AUSTIN, Texas — Companies involved with making and transporting electricity in Texas will have more rules to follow when preparing for extreme temperatures.
Power generators and transmission entities will need to consider certain minimum and maximum temperatures in their winter and summer preparations. Companies must also consider and prepare for wind chill in their areas of operation.
The Electric Reliability Council of Texas (ERCOT) will set those temperature standards for 10 different areas across the state.
Commissioners with the Public Utility Commission of Texas (PUC) adopted the changes Thursday in a public meeting.
This stems from the deadly February 2021 winter storm when at least 246 people died.
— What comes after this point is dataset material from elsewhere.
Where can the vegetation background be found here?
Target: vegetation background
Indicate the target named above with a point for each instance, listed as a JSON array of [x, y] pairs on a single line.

At the time, ERCOT cut power to millions because the electric grid could not handle the demand.
The natural gas supply dropped as wellheads froze, wind turbines stopped due to snow and ice buildup and power plants' equipment failed to operate in the extreme cold.
Temperatures remained in the single digits for days.
Following the storm, the PUC told companies to upgrade equipment to include winter weatherization such as heat tracing, insulation and windbreaks.
The KVUE Defenders reported that many companies may still not be ready to handle another extreme winter weather emergency.
PUC commissioners hired Ascenttra Inc. to review and analyze nearly 700 emergency operations plans (EOP). The EOPs filed came from electric utilities, power generation companies, municipally-owned utilities, electric cooperatives and retail electric providers.
Ascenttra analyzed the information on a 10-point scale. The average score for EOP content was 7.33. Only 23% of the EOPs included drill procedures with "sufficient details," the report showed.
The new rules approved by the PUC on Thursday will not go into effect for this winter season. They will start for summer 2023 weather emergency operation plans.